Facts- The assessee filed his return of income for A.Y. 2011-2012 on 30.11.2011 declaring a total loss of ₹2,62,04,18,432/-. The tax audit report reported that the assessee had not deducted ₹5,00,40,103/- as tax at source. The return was selected for scrutiny and the assessment proceedings u/s. 143(3) of the Act were completed on 26.03.2014. AO was of the view that the default in deducting and depositing tax at source was admitted, as it was reflected in the tax audit report. Accordingly, the AO made a reference to the JCIT on 25.09.2014.

The concerned JCIT did not take any steps for issuance of show cause notice for a considerable period of time after receipt of the reference. He issued the show cause notice on 04.08.2015 after the lapse of almost one year of receipt of the reference from the AO. He, thereafter proceeded to pass order dated 25.02.2016, levying a penalty of ₹5,00,40,103/- under Section 271C of the Act.

CIT(A) deleted the penalty on the ground that it was barred by limitation. ITAT dismissed the appeal of the revenue. Being aggrieved, revenue has preferred the present appeal.

Conclusion- The expression ‘action for imposition of penalty is initiated’ must, thus, clearly refers to the date on which the first introductory step for such action is taken, it must necessarily mean the start of such action. It must mean the commencement of action for imposition of As noted above, the AO had found that it was the admitted case that the assessee had defaulted in deduction of TDS, which it was obliged to do. It had, accordingly, made a reference to the learned JCIT. This was obviously for the purposes of imposition of penalty. The reference, thus, clearly marked the first step for initiation of action for imposition of penalty. The Show Cause Notice issued subsequently was to provide the assessee an opportunity to show cause why penalty not be imposed.

Held that we find no infirmity with the decision of the learned ITAT that the penalty proceedings had been initiated at the earliest on 25.09.2014 and the order of penalty passed by the learned JCIT (TDS) was barred by limitation.

FULL TEXT OF THE JUDGMENT/ORDER OF DELHI HIGH COURT

1. The Revenue has filed the present appeal under Section 260A of the Income Tax Act, 1961 (hereafter the Act) impugning an order dated 04.2024 passed by the learned Income Tax Appellate Tribunal (hereafter the learned ITAT) in ITA No. 6597/Del/2017 captioned ITO v. Turner General Entertainment Networks India Pvt. Ltd.
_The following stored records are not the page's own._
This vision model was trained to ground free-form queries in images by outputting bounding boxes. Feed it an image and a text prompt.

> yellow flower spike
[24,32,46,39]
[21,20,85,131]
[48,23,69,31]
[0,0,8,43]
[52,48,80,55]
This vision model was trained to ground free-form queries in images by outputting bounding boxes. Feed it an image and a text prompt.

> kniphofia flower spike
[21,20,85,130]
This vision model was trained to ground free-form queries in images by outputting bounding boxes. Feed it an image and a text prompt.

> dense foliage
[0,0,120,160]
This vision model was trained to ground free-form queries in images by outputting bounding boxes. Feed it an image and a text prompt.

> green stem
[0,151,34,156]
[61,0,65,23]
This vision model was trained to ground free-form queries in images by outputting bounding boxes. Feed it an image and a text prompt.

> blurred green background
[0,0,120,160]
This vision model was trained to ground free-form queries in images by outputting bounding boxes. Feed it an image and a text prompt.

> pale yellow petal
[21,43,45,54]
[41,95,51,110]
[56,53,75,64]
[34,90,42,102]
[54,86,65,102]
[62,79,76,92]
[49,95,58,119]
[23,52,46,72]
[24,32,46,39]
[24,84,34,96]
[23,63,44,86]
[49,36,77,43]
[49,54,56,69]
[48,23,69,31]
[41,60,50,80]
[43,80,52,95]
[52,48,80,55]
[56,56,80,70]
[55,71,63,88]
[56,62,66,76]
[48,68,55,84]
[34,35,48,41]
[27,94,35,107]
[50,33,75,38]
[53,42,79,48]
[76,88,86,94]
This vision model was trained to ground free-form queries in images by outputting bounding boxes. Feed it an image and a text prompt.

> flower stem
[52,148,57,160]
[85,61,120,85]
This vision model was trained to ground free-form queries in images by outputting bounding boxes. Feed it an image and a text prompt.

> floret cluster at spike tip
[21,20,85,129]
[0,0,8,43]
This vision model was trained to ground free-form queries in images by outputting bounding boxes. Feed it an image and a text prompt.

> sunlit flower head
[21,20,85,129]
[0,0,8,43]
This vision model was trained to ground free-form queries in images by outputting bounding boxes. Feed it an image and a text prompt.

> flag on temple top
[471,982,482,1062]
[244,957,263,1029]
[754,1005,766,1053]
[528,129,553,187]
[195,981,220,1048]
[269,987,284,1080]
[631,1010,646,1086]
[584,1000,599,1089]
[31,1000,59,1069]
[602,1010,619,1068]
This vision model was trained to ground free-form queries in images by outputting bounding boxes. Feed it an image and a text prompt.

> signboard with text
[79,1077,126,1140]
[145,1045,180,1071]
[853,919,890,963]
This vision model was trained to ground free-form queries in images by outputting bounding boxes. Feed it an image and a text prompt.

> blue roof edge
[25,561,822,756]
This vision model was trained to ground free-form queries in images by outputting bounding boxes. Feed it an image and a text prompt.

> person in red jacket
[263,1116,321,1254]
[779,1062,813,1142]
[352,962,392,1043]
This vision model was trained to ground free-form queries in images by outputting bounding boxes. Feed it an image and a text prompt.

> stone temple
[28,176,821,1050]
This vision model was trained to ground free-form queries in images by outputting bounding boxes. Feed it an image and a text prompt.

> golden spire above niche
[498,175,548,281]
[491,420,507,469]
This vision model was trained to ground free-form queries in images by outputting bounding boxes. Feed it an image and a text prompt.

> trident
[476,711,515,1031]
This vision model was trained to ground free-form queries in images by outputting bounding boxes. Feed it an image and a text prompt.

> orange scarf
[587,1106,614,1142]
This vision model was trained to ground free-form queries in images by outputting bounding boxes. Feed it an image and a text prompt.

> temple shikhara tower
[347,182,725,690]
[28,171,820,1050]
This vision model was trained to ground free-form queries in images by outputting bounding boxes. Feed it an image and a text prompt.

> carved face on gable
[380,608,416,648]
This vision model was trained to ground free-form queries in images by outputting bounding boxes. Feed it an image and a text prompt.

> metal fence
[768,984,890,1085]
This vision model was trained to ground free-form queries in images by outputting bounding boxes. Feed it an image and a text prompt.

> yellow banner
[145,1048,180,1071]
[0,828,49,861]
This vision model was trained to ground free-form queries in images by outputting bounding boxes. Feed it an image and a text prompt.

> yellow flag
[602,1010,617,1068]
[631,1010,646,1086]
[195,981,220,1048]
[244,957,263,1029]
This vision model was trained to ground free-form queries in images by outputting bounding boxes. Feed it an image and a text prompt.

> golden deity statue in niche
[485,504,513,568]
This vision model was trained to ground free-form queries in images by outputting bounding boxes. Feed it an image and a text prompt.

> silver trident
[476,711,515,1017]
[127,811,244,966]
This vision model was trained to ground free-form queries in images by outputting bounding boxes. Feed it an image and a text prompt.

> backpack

2. The Revenue has projected several questions for consideration of this However, the only question that arises in the present appeal is whether the order levying penalty under Section 271C of the Act is barred by limitation. The learned ITAT had held in the affirmative.

3. In the present case, the assessee had filed his return of income for the assessment year 2011-2012 on 11.2011 declaring a total loss of ₹2,62,04,18,432/-. The tax audit report furnished by the assessee had reported that the assessee had not deducted ₹5,00,40,103/- as tax at source which was deductable by the assessee. The return was selected for scrutiny and the assessment proceedings under Section 143(3) of the Act were completed on 26.03.2014. The learned Assessing Officer (hereafter the AO) was of the view that the default in deducting and depositing tax at source was admitted, as it was reflected in the tax audit report. Accordingly, the AO made a reference to the JCIT, Range 76, Delhi on 25.09.2014.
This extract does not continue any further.